Thursday, September 11, 2014

Official Nazi Sharks! Top Ten TNA Movies

Watch, enjoy, and generously fondle some of the movies that made Nazi Sharks! possible.

Hard to Die (1990)
The ultimate 1980s scream queen T&A movie and the finale of the Sorority House Massacre movies, the great Jim Wynorski created his masterpiece with this tongue-in-cheek, tits-in-face movie. Hard to Die is not a movie you watch--it's a movie you motorboat.

Supervixens (1975)
Any Russ Meyer movie could be on this list. Supervixens is just his most purely boobalicious. He assembles the largest cast of his busty ladies and had them sign an anti-shirt clause. It's like a melon-cannon firing at your eyes.

Werewolf in a Women's Prison (2006)
Jeff Leroy's mash-up of a women-in-prison film and a werewolf movie is a tour-de-force of exploitation. Tons of topless babes with amazing racks, lecherous wardens, licky lesbians, and werewolf carnage.

Piranha 3D (2010)
Gianna Michael's parasailing naked. The End.

Evil Toons (1992)
Fred Olen Ray made many worthy T&A movies. Witch Academy could easily be on this list. But Evil Toons is the most fun and sleazy. Also, it's got Monique Gabrielle's two-liter jugs on proud display.

Deathstalker 2 (1987)
Another Jim Wynorski film, this one an epic tale of a barbarian world where all girls were Playboy playmates and had severe allergies to clothing. My kinda world.

Lifeforce (1985)
Tobe Hooper decided to make a movie about an alien vampire babe with amazing tits who walks around naked for ninety minutes.
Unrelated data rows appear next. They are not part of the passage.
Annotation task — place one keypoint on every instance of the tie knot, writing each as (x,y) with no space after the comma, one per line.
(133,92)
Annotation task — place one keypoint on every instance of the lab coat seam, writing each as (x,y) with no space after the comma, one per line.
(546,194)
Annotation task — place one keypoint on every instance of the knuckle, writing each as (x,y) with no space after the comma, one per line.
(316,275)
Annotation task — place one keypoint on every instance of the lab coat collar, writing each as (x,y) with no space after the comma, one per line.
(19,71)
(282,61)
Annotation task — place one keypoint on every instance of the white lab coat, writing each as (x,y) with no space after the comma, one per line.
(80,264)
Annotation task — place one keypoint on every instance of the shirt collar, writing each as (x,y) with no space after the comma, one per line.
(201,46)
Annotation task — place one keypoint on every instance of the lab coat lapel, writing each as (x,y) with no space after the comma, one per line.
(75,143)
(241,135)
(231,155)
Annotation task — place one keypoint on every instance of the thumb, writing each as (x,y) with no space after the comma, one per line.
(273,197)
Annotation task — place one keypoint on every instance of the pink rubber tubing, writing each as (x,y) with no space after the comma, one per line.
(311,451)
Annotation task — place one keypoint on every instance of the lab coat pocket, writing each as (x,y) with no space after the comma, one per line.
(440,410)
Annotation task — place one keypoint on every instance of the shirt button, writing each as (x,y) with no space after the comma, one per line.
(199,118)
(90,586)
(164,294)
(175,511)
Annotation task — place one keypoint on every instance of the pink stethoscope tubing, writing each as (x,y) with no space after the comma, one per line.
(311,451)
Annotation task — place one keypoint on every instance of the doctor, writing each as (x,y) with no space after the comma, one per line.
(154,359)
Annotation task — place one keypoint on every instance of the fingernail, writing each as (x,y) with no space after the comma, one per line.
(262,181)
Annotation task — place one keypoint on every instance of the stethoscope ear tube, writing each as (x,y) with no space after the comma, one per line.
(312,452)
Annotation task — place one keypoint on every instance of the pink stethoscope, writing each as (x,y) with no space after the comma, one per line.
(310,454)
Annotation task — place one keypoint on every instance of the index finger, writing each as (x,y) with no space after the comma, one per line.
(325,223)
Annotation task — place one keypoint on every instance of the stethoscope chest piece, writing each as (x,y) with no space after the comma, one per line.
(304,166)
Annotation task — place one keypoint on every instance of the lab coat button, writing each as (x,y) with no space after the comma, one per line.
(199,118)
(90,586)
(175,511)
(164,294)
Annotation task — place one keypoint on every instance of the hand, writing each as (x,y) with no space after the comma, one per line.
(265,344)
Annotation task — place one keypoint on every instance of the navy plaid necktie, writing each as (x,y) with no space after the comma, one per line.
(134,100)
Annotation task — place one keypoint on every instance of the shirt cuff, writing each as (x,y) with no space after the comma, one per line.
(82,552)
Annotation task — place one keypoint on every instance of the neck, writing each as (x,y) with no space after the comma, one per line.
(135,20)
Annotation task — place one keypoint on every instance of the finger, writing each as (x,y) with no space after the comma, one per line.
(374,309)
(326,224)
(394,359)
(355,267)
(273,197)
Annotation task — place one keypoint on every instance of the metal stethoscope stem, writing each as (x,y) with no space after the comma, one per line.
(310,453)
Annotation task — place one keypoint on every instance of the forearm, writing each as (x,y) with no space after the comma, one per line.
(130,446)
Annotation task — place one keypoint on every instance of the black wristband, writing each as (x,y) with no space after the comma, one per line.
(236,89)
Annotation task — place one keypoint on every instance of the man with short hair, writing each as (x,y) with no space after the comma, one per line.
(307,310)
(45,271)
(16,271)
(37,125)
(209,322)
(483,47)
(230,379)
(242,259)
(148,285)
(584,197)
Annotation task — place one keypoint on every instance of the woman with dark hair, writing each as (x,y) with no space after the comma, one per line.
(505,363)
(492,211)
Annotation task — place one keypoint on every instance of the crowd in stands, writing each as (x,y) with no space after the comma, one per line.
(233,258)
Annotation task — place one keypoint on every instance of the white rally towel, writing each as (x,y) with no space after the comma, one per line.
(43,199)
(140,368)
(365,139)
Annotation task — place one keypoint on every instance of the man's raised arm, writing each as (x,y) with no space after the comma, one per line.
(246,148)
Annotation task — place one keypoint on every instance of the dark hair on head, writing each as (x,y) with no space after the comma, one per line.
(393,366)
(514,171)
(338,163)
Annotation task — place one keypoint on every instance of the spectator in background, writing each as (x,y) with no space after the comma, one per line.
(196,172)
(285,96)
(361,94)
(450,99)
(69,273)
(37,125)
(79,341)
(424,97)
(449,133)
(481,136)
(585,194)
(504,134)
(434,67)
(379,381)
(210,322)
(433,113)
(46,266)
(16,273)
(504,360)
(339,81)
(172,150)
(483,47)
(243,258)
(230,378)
Slumber Party Massacre (1982)
The classic T&A slasher. If you haven't seen this movie yet, punch yourself in the face.

Up! (1976)
Another Russ Meyer movie that just deserved to be on the list. Not for the sheer mammary volume or number, but for Raven's de la croixs.

Barbarian Queen (1985)
Also known as Queen of the Naked Steel! But it's not the steel that's naked in this movie. It's an Italian sleazefest about kidnapped barbarian girls and their sweater-hating captors. Lana Clarkson is magnificent and we should all urinate into Phil Spector's mouth.